Neither Chamus nor Riadni actually change their mind about their own countries—McGann avoids any such sentimentality—but both are forced to accept the world as a figure ground puzzle. On p. 108 Riadni queries why Chamus keeps referring to “the Fringelands”. “What are they on the fringe of?”
‘Altima…I think,’ Chamus muttered. He had never thought of it that way.
‘Bartokhrin’s twice the size of Altima,’ Riadni laughed. How can we be on your edge?’
Cognitive estrangement is thus a part of the plot. The two protagonists get to be travellers in strange worlds, and in neither case do they come to command them: they remain strangers, but learning strangers. This extends to the end of the novel. Riadni and Chamus manage to deflect the plot to scatter radioactive dust over Bartokhrin—after which Altima will offer its army as aid workers—but Chamus discovers his own beloved grandfather is one of the plotters. Evil is not some nameless conspirator with a moustache and sinister laugh, but a person we have grown to like. It also makes it clear that evil behaviour is part of a wider set of issues, about self-determination, patriotism, economic ambition: all of which are neutral concepts in themselves. When the plot is uncovered Altima is over-taken by recriminations, but it is made clear that only some of these are about the evil of the plot itself. Others are about whether it was simply mismanaged.

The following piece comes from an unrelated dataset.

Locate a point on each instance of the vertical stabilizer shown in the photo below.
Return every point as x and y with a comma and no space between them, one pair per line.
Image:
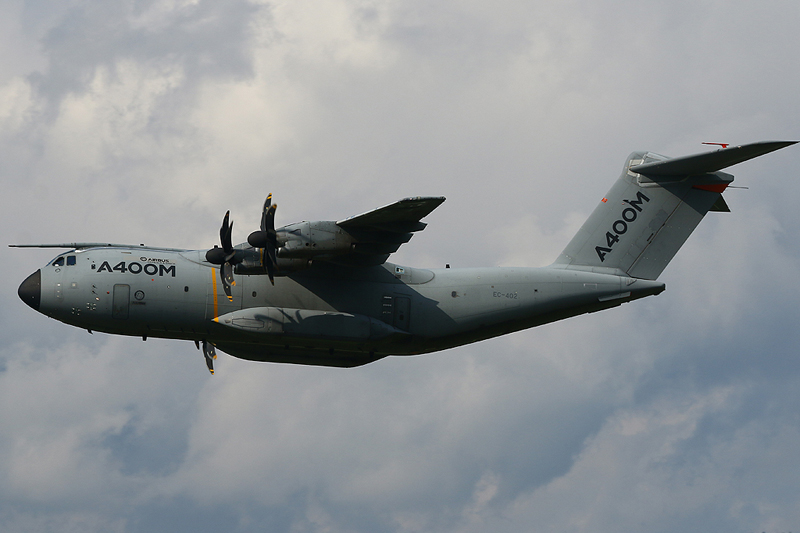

At the end of the novel, Chamus and Riadni have forged a friendship, but it is a friendship that leads into the future: it isn’t a solution to anything, nothing has changed between their two countries. Neither of the two protagonists chooses to leave their own culture. Instead, what McGann is offering is another set of consequences based on the idea that cultural knowledge is as much a vector for change as is a material adventure.